A couple years ago when the site of the latest shooting was the Parkland High School in Florida, I took hope when those students said no and organized and were actually able to stand up to the gun lobby in this country. When it happened I found myself responding with what felt like a familiar set of emotions: sadness, anger, frustration. And a kind of resignation that nothing would happen in the aftermath of this shooting either. But then something seemed to be different that time. It was the students who were speaking and they were speaking clearly. They were not just going to accept the status quo when it came to all the guns in our country.

Their leadership at least has pointed me in the direction of hope. Even as so many people have tried to tear them down, with fear mongering online, with so much that would distort their message. Despite so much they have managed to keep their voices out there. Those commitments have been a guide post.

So what are the commitments that guide your life? That’s a big question.

I think that may be part of why we come together here. We want to be part of something larger. We want to have a place where we are called into our best selves and where we are called to know and to live out our commitments. And there is something in the coming together that can help us to do that. It is a place where we bring the grief of our losses, where we can bring our blessings and gifts, too. It is also, hopefully, a place where we bring our questions and our doubts. Something in that coming together that helps us stay on course. Hopefully it means being in a place where our perspectives—our commitments—can grow.

It means approaching life with a degree of humility—to recognize what we know, yes, but also what we don’t know. And to be open to how we might change, how we might call forth change in our world.

Words again of Lynn Ungar:

How can you leave your heart

open to such a vast, pervasive sadness?

How can you close your eyes

to the riot of joy and beauty

that remains?

The solutions, if there are any

to be had, are complex, detailed,

demanding. The answers

are immediate and small.

Wake up. Give thanks. Sing.[4]

Friends, there is much that the world asks of us these days. There is much that asks for our commitment. Through it all may we remember that we are not alone but part of some larger whole that includes those who have gone before us and those who come after us. It includes all those fellow travels with us on this journey. It includes those we may not have noticed before.
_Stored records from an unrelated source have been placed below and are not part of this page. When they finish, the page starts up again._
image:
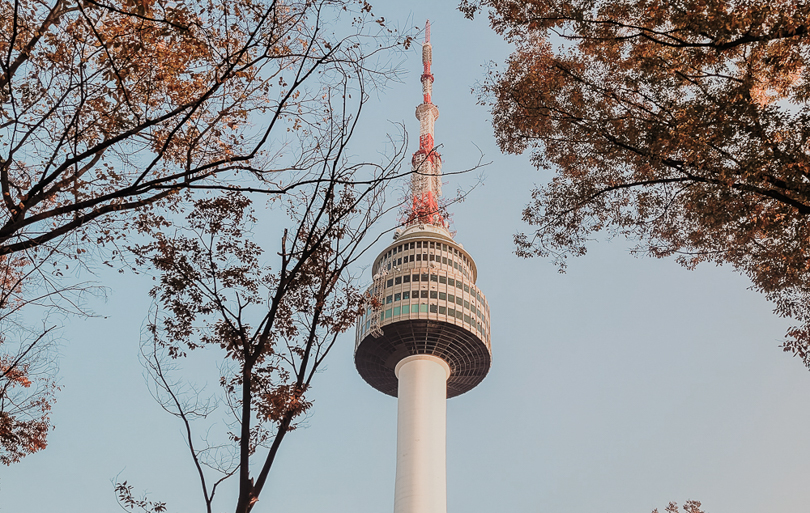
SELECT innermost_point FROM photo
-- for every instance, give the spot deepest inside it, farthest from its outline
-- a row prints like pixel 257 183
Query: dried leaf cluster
pixel 682 125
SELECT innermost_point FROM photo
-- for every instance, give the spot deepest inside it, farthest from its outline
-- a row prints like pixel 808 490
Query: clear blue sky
pixel 615 388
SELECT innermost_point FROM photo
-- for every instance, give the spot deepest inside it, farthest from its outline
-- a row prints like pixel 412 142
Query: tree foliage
pixel 683 125
pixel 110 108
pixel 272 326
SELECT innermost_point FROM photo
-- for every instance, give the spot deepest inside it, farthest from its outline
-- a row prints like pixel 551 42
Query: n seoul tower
pixel 426 336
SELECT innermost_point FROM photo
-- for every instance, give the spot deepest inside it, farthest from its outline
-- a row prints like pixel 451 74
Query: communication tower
pixel 425 336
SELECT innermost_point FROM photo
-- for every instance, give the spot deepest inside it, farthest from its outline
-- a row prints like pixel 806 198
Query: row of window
pixel 460 262
pixel 432 308
pixel 396 262
pixel 424 277
pixel 432 294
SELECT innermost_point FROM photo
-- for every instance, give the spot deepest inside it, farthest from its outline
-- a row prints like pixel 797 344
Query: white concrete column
pixel 421 483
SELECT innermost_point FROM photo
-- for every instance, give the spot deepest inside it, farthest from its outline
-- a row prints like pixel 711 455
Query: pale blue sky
pixel 615 388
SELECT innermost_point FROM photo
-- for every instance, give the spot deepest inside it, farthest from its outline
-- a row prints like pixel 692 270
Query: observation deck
pixel 428 305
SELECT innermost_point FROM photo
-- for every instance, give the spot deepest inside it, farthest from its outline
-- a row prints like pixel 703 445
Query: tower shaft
pixel 421 481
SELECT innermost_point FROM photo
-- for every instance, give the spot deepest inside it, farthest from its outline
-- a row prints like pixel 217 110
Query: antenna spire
pixel 426 182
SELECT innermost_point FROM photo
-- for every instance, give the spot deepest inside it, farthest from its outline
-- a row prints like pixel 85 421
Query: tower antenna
pixel 425 336
pixel 426 164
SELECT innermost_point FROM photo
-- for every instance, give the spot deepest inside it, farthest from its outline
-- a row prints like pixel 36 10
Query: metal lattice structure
pixel 426 334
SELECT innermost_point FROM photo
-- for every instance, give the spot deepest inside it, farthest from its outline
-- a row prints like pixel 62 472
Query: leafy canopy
pixel 683 125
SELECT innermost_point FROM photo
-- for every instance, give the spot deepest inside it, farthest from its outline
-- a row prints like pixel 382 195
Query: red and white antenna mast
pixel 426 180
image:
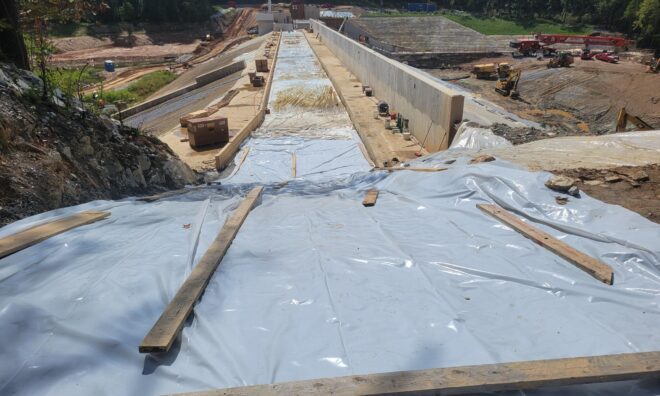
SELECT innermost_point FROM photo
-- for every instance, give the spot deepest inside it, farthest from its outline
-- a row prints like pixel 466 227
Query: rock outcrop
pixel 51 156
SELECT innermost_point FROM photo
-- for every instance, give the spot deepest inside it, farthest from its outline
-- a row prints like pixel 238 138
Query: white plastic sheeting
pixel 315 285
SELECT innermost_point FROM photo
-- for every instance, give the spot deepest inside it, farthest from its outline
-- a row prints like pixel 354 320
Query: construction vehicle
pixel 490 70
pixel 542 43
pixel 530 47
pixel 256 80
pixel 561 59
pixel 624 118
pixel 586 54
pixel 507 85
pixel 606 56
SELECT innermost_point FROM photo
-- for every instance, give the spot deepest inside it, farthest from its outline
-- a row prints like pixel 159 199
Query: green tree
pixel 36 16
pixel 648 20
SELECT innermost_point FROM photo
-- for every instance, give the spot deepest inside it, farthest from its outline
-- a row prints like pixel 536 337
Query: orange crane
pixel 543 42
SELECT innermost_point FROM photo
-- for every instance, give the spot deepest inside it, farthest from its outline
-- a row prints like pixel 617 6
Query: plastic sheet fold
pixel 316 285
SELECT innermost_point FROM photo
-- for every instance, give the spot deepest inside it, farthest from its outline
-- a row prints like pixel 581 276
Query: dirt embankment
pixel 52 157
pixel 635 188
pixel 579 100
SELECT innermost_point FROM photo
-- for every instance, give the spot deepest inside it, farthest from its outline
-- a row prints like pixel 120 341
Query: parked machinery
pixel 561 59
pixel 507 84
pixel 542 43
pixel 490 70
pixel 383 109
pixel 530 47
pixel 607 56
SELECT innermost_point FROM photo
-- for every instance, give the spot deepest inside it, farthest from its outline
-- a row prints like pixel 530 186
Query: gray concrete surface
pixel 189 76
pixel 432 108
pixel 425 34
pixel 162 118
It includes the places where we can find our way to yes and the places where the no is clear. Through it all may we find ourselves woke. May we find ourselves whole. May we know ourselves, and all of creation, as beloved. Amen.

Prayer

Spirit of life and of love. God of many names and of no name at all, hear our prayers. Be with us in our struggles, but with us in our discoveries. Be with us as with strive to live with courage, with humility, in such a way as recognized our interdependence with all of life. Most of all be with us as we find our way, as we discern the commitments in our lives. In all our days, may love—may life—call us on. Amen.

Benediction

May your commitments guide us and keep us. May they help us, in all of our days, to Wake up. Give thanks. Sing.